A bounded derivative means that the derivative, or the instantaneous rate of change, of a function does not exceed a certain constant. This is crucial because it controls how sharply or steeply a function can ascend or descend. To say a function has a bounded derivative is to say there exists a value \( M > 0 \) such that for every point \( x \) in the function's domain, the absolute value of the derivative, \( |f'(x)| \), is less than or equal to \( M \). This implies:

• The function is not changing too rapidly at any point.
• There are no extreme spikes or valleys without limit.
• Its graph is smooth and does not have breaks or sharp turns.

When differentiability combines with a bounded derivative, as in our exercise, it sets the stage for proving Lipschitz continuity. If a function behaves nicely and has a limited rate of change, it is easier to predict and estimate differences between function values, leading us to the concept of Lipschitz continuity.

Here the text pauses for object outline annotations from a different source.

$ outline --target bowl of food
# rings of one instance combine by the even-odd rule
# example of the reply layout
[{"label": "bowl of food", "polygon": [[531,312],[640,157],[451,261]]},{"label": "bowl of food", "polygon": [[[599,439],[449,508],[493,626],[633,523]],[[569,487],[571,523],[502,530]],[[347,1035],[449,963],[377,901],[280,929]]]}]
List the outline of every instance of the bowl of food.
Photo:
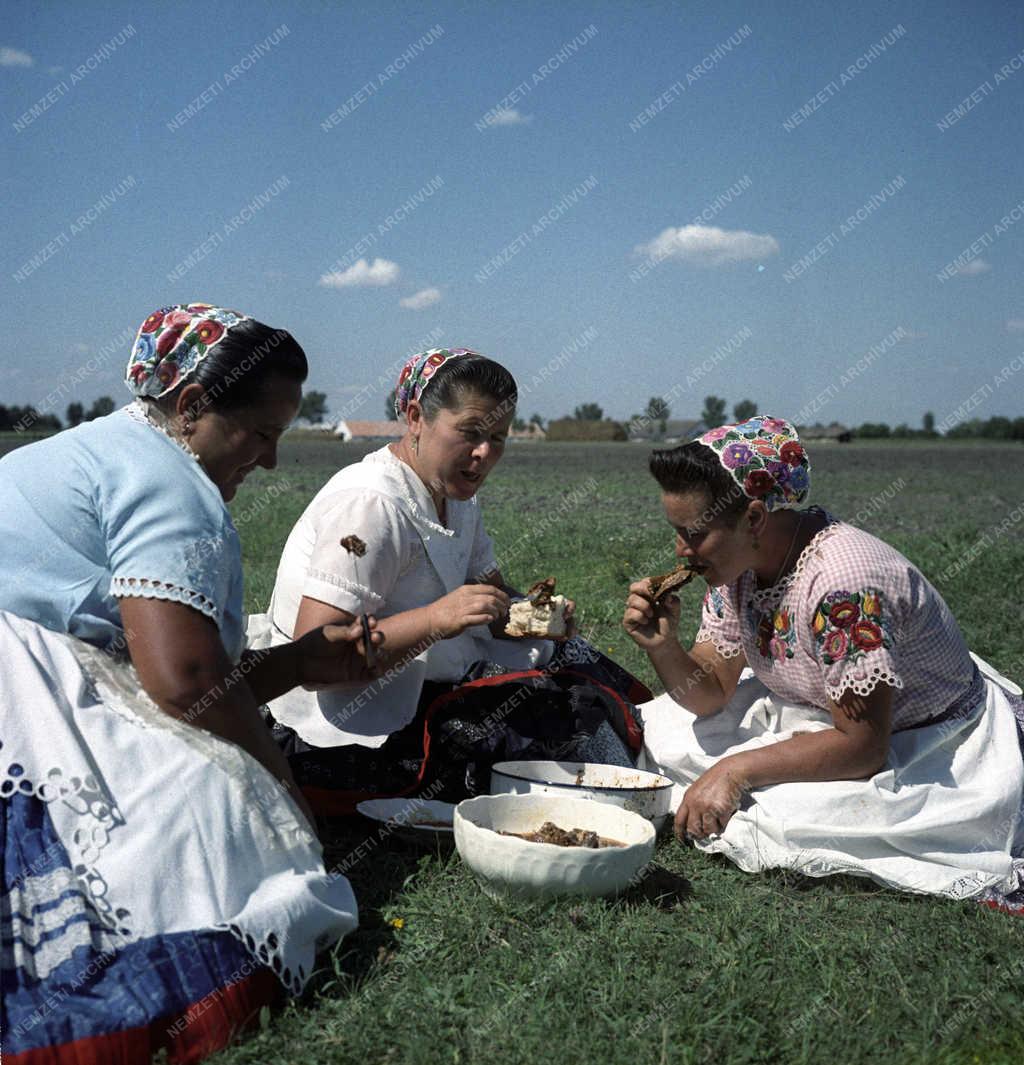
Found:
[{"label": "bowl of food", "polygon": [[493,899],[617,895],[650,861],[654,825],[562,796],[477,796],[456,806],[456,848]]},{"label": "bowl of food", "polygon": [[496,761],[492,794],[561,794],[621,806],[660,829],[672,813],[672,781],[596,761]]}]

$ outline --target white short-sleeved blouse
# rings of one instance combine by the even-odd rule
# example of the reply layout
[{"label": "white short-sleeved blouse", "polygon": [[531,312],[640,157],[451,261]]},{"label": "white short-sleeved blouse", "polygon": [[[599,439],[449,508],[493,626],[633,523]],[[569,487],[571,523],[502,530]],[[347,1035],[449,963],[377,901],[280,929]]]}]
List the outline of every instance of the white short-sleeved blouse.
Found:
[{"label": "white short-sleeved blouse", "polygon": [[[353,615],[390,618],[496,570],[476,497],[448,499],[447,520],[447,527],[436,520],[426,486],[387,446],[340,470],[284,545],[267,638],[274,643],[291,638],[303,596]],[[353,534],[366,544],[362,557],[341,546]],[[258,628],[250,625],[250,634]],[[546,661],[551,648],[543,640],[495,640],[485,626],[477,626],[410,654],[403,668],[365,688],[296,689],[269,708],[312,747],[379,747],[412,720],[425,679],[456,682],[480,659],[530,668]]]}]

The Mean Value Theorem (MVT) is a powerful tool in calculus that connects the derivative of a function with its overall change over an interval. It states that for a function \( f \) which is continuous on a closed interval \([a, b]\) and differentiable on the open interval \((a, b)\), there exists some point \( c \) in \( (a, b) \) such that:\[ f'(c) = \frac{f(b) - f(a)}{b - a}. \]This theorem essentially says that somewhere between any two points \( a \) and \( b \), the function must have a tangent that is parallel to the secant joining them. Key insights include:

• MVT assures us that the average rate of change is realized at some point within the interval.
• This equivalently means that \(|f(b) - f(a)|\) can be understood or estimated using \(|f'(c)|\times|b-a|\).
• It's a cornerstone in proving properties like Lipschitz continuity when combined with a bounded derivative.

The MVT gives us a bridge from knowing something about local behavior (derivative) to understanding the global behavior of the function, an essential concept when proving Lipschitz continuity.

A differentiable function is one that has a derivative at every point in its domain. In essence, at each point \( x \), the function \( f \) can be locally approximated by a line (tangent), and this line changes smoothly without jumping or discontinuities. Differentiability entails:

• Continuity - the function has no gaps or jumps.
• Smoothness - the function does not have sharp corners (cusps).
• Predictability - knowing the function's behavior locally through its derivative.

If a function is differentiable, it behaves tenderly and predictably over its domain. This predictability leads to useful applications in analyzing the function using its derivatives, as seen in proving more complex properties like Lipschitz continuity. In our exercise, differentiability ensures that the function and its bounded derivative are well-defined across the domain, setting up the steps needed to confirm the Lipschitz condition.